Treatment and Prognosis
Surgery is the treatment of choice with or without radiotherapy and may include craniofacial resection with orbital exenterations depending on the extent of the disease. Local recurrences have been reported in 44 % of cases with follow-up ranging from less than 1–28 years (mean, 8.3 year) [13]. Disease recurred locally from less than 1 year to a maximum of 9 years after treatment. 14 patients were reported to be alive and 2 had died from other causes [13]. There are no reported instances of known regional or distant metastases, and no patients died of disease.
Conclusion
Given the 10 year span since the last edition of the World Health Organization (WHO) Classification of Head and Neck Tumors [1], the time has arrived for a new edition of this book to be published. The identification of recently described head and neck lesions, in general, and sinonasal tract lesions, in specific, based on combinations of light microscopic, immunohistochemical and molecular findings raises the specter of adding new entities in the proposed new edition of the World Health Organization Classification of Head and Neck Tumors. I have attempted to delineate and justify the inclusion of three sinonasal tract lesions not included in the prior iteration of the WHO Classification of Head and Neck Tumors.
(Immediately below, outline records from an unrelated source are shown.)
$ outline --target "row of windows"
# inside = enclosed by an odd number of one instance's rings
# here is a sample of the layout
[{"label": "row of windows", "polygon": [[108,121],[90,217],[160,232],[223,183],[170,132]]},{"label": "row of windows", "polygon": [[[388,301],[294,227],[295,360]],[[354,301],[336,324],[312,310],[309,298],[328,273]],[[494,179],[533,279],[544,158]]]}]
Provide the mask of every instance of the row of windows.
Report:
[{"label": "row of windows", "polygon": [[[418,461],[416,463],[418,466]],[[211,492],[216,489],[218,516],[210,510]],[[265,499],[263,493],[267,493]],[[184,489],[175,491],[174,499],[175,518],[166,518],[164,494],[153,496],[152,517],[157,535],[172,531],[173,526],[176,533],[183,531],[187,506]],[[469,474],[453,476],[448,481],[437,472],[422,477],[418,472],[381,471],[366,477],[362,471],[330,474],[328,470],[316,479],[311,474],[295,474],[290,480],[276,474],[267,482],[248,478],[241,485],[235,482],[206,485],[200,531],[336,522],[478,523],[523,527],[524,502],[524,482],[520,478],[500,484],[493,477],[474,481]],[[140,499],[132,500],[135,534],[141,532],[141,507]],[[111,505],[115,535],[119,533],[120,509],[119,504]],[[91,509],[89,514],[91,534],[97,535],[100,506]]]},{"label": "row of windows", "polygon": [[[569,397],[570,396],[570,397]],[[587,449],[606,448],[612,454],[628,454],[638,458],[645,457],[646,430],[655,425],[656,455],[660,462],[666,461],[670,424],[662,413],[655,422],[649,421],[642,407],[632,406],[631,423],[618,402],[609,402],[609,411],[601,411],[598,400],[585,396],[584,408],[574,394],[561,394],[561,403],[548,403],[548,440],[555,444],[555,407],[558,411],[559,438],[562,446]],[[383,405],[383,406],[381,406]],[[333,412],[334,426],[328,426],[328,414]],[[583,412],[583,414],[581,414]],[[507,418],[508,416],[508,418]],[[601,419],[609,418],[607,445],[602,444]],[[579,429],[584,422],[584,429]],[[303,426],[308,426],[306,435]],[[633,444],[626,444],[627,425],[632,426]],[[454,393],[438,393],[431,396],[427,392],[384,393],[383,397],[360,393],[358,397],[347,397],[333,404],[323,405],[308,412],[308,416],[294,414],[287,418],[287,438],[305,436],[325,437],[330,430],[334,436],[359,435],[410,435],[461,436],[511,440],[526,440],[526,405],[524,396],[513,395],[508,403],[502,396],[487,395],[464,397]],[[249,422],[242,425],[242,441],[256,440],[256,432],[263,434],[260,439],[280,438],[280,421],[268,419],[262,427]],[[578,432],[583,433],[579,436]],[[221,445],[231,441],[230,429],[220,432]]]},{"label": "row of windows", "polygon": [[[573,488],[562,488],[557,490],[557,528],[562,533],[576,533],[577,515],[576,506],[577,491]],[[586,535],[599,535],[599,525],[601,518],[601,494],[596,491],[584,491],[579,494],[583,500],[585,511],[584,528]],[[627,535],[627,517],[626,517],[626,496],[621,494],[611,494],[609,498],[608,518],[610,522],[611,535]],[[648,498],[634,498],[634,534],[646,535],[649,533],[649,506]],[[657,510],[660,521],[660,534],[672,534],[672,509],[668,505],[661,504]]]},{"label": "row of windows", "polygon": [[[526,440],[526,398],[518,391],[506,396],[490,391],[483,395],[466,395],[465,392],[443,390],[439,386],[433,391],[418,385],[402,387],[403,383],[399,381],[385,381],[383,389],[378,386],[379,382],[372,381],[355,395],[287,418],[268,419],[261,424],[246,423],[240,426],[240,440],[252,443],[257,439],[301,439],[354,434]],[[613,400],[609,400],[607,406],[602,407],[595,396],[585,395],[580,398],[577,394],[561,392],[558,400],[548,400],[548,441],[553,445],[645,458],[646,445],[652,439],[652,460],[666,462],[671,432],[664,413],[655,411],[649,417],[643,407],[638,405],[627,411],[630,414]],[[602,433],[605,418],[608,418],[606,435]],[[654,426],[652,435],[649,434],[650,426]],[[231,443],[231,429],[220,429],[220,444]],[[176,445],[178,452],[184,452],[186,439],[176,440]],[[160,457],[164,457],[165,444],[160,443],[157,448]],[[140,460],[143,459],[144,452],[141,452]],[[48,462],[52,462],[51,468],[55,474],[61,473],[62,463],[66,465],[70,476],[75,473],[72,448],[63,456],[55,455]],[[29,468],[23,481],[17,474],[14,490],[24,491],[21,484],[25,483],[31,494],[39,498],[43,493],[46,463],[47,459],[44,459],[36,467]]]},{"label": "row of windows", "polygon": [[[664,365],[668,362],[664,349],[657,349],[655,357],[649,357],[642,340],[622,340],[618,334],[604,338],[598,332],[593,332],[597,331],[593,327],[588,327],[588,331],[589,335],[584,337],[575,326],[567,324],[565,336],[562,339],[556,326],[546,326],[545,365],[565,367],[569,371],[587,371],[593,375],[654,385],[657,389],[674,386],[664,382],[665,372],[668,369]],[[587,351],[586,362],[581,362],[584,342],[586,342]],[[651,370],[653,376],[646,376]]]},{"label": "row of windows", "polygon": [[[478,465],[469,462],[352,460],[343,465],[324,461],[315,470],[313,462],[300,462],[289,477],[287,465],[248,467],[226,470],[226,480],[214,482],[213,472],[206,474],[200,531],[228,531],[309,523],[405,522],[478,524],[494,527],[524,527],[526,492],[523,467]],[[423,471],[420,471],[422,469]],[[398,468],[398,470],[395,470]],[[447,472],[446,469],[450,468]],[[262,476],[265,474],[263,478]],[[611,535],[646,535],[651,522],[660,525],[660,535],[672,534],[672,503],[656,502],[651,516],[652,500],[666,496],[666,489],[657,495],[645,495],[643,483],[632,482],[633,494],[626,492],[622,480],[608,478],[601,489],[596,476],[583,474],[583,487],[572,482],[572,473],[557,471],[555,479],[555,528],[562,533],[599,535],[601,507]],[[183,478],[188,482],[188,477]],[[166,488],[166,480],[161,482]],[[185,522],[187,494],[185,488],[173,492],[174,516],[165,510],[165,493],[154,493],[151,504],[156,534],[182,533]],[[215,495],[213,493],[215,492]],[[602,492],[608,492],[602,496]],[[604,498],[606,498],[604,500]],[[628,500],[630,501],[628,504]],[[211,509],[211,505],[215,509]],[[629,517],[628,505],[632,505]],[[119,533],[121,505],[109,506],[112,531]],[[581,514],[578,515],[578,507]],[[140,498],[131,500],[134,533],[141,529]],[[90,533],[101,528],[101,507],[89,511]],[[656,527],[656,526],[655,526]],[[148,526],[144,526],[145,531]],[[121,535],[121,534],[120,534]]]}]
Admittedly, an argument could be put forth that each of these 3 “new” lesion types, including seromucinous hamartoma, HPV-related carcinoma with adenoid cystic-like features and low-grade sinonasal sarcoma with neural and myogenic features do not demonstrate sufficient features as to allow independent classification rather than being subsumed within previously described entities. However, in my view based on personal experience as well as information culled from the literature, at the present time there are unique pathologic findings as described in this manuscript to merit their description as unique entities with independent classification in the next edition of the WHO Classification of Head and Neck Tumors.